First out of the blocks was the governing coalition, and its lineup brought mixed news for our Southern MPs specifically, and the South Island in general.
As pleasant a chap as Waimakariri MP Matt Doocey is, and as dedicated as he is likely to be in his main portfolio area of mental health, he is a junior, first-time minister and it is a lot to ask of him to be the South’s advocate at the big table.
Some have suggested that, given the Prime Minister was born in Christchurch and still retains immense love for the city, everything will be all right — but despite Christopher Luxon’s claims that he will govern for all New Zealanders, that is no substitute for having a geographically representative spread of ministers.
His Cabinet will be making decisions about things such as Lake Onslow and the Waiau River while consulting their atlases to work out where these places are.
National Invercargill MP Penny Simmonds will, rightly, be disappointed to miss out on reaching Cabinet — especially so given the geographic balance concern — but her strong claims stumbled at the coalition negotiations fence.
That said, Ms Simmonds has been given a solid workload and will be pleased with her portfolio mix.
Disability issues is an area of professional and personal interest, tertiary education and skills will allow the former Southland Institute of Technology chief executive to take her promised hammer to Te Pūkenga and associate minister for Social Development and Employment is a natural complement to that.
Minister for the Environment was a surprise, but there will be a crossover between future requirements for climate change adaptation and mitigation and the current range of available tertiary training, so this could be a smart appointment.
Of National’s other southern MPs, Southland MP Joseph Mooney would have been well capable of a role outside of Cabinet but also had to bow to coalition necessities.
In the alternative, he would also be well suited for a select committee chairmanship.
As a first-termer, Waitaki MP Miles Anderson will have to bide his time, but he too will be watching committee membership allocations with interest.
Elsewhere in the coalition, NZ First list MP and Lawrence farmer Mark Patterson thoroughly deserved to become a minister outside Cabinet, given he was a solid and well-liked back bencher his first time around in Parliament: rural communities and associate agriculture are a perfect fit for the former Federated Farmers representative.
Act NZ’s Queenstown list MP Todd Stephenson might have hoped for a more prominent role given his high list ranking, but being named chief whip will get the first term MP up to speed very quickly.
Party leader David Seymour generally rewarded his better-performing MPs during the last term, and also probably felt obliged to make Act NZ’s highest profile new candidate, former Federated Farmers president Andrew Hoggard, a minister.
Over on the other side of the aisle, Dunedin MP Rachel Brooking and Taieri MP Ingrid Leary both professed themselves delighted with their roles in opposition although, of course, they could hardly say otherwise.

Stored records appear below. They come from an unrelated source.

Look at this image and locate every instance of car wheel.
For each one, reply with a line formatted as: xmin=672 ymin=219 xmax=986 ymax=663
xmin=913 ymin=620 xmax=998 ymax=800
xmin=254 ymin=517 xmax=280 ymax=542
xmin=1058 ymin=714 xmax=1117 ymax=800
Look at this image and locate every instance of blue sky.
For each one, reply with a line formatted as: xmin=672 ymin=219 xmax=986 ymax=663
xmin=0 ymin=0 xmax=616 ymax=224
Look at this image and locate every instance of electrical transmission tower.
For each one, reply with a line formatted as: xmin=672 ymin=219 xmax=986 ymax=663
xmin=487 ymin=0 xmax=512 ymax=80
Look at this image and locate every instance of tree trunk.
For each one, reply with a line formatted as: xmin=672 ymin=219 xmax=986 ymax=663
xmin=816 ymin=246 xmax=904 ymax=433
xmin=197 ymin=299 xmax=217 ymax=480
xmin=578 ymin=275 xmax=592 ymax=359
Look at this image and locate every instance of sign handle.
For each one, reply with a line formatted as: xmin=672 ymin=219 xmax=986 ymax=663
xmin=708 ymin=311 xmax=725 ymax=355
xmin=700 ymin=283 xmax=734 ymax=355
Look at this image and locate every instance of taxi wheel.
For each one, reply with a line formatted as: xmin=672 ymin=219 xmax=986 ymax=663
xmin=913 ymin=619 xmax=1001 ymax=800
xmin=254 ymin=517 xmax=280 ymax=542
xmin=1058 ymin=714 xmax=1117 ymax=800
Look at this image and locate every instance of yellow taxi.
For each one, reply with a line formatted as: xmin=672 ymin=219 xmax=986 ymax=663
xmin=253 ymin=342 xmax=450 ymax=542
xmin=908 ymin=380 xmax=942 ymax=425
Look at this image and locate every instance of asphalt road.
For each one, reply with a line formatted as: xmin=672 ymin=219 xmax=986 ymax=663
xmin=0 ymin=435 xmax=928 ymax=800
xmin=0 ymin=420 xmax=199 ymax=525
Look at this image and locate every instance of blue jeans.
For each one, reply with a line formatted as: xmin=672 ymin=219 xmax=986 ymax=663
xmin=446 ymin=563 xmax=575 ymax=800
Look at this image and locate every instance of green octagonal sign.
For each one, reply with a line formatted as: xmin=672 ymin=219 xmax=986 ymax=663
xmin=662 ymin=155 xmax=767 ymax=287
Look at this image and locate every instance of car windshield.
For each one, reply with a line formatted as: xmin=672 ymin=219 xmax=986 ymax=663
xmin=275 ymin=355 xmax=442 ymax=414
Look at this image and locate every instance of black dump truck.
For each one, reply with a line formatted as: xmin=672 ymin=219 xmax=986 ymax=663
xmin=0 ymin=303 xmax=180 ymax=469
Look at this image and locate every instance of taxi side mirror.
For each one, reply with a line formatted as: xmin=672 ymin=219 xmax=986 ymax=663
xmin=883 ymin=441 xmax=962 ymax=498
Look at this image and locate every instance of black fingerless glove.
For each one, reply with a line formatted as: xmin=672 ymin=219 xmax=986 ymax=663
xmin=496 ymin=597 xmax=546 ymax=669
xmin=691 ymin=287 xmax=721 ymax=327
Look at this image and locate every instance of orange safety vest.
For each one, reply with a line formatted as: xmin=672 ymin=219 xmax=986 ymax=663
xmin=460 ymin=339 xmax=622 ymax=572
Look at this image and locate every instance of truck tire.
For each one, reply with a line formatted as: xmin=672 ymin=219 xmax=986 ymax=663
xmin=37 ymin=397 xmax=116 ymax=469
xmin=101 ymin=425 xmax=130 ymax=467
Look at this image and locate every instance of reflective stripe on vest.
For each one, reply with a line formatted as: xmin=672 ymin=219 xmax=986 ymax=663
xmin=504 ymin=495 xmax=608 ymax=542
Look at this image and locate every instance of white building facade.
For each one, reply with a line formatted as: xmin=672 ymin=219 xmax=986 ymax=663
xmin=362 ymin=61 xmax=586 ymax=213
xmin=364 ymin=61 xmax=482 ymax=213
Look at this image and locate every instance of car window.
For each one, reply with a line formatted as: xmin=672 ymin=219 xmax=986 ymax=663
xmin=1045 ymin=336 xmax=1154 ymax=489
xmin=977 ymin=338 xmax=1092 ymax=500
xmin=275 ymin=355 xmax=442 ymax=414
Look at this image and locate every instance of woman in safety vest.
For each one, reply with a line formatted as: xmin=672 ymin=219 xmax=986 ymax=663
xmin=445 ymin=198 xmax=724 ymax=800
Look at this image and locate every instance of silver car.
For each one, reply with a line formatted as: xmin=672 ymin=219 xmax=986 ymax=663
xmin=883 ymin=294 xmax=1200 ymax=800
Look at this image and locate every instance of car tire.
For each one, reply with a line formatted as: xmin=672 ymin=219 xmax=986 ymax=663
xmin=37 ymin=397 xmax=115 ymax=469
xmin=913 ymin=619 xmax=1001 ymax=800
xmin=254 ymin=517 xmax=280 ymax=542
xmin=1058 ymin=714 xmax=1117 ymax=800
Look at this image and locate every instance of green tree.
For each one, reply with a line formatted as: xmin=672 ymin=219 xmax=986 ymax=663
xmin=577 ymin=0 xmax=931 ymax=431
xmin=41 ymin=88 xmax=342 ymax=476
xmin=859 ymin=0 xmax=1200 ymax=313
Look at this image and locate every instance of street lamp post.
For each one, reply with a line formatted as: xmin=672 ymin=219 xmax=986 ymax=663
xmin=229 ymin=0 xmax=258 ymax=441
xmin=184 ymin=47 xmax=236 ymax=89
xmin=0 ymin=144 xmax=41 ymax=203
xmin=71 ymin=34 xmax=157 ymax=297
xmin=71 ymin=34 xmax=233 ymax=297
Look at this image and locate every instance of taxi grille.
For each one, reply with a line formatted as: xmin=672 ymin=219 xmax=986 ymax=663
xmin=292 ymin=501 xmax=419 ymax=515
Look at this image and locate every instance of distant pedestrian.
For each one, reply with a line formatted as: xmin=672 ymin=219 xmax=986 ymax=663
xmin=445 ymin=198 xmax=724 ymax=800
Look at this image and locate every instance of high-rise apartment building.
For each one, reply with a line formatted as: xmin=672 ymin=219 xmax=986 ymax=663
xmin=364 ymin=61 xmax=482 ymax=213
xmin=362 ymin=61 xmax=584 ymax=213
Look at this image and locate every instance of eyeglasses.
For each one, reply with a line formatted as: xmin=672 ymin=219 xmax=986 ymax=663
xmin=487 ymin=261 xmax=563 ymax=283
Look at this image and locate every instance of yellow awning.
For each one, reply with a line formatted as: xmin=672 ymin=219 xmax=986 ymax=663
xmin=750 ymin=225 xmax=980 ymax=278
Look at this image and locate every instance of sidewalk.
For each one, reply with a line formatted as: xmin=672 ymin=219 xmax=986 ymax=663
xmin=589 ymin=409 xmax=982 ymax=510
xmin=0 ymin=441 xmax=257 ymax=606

She also has the food safety role, which has crossovers into environment.
Space seems slightly odder, but makes more sense when you consider that much of the activity in this sector centres on what the corporate, national and individual legal rights in outer space actually are, and that kind of poser is right in Ms Brooking’s wheelhouse.
Ms Leary, too, might have expected a higher placement as a former chairwoman of the finance and expenditure select committee, and possibly also weightier responsibilities than seniors and mental health.
But having said that, the ageing population is a big issue now, it is only going to become a bigger one and successive governments have under-invested in this area, so it is a role in which she can make a splash.
Likewise mental health, an area which Mr Doocey — a former professional in the field — has long pledged to overhaul.
Ms Leary has a more than useful reference point for this area — it was former Dunedin MP David Clark who commissioned and released the previous government’s significant commitment to mental health.
There is a Cabinet Minister for Auckland (Simeon Brown) and the Greens have gone three better, allocating MPs responsible for Wellington, Christchurch and Dunedin as well.
Some might argue that this is merely symbolism as MPs should be advocating for their areas as a natural part of the job, but for anywhere south of the Waitaki, who, as we have seen, are lacking a voice in Cabinet — and in the case of Dunedin do not even have a voice in any of the coalition caucus rooms — this matters.
Act NZ and NZ First expect Mr Stephenson and Mr Patterson respectively to cover Dunedin, and National will appoint "buddy MPs" for Dunedin once its whipping team is appointed.
All those people have other big jobs to do though, so there is a real advocacy opportunity here for Mr Willis in particular, and Labour’s two local MPs in general, on behalf of Dunedin.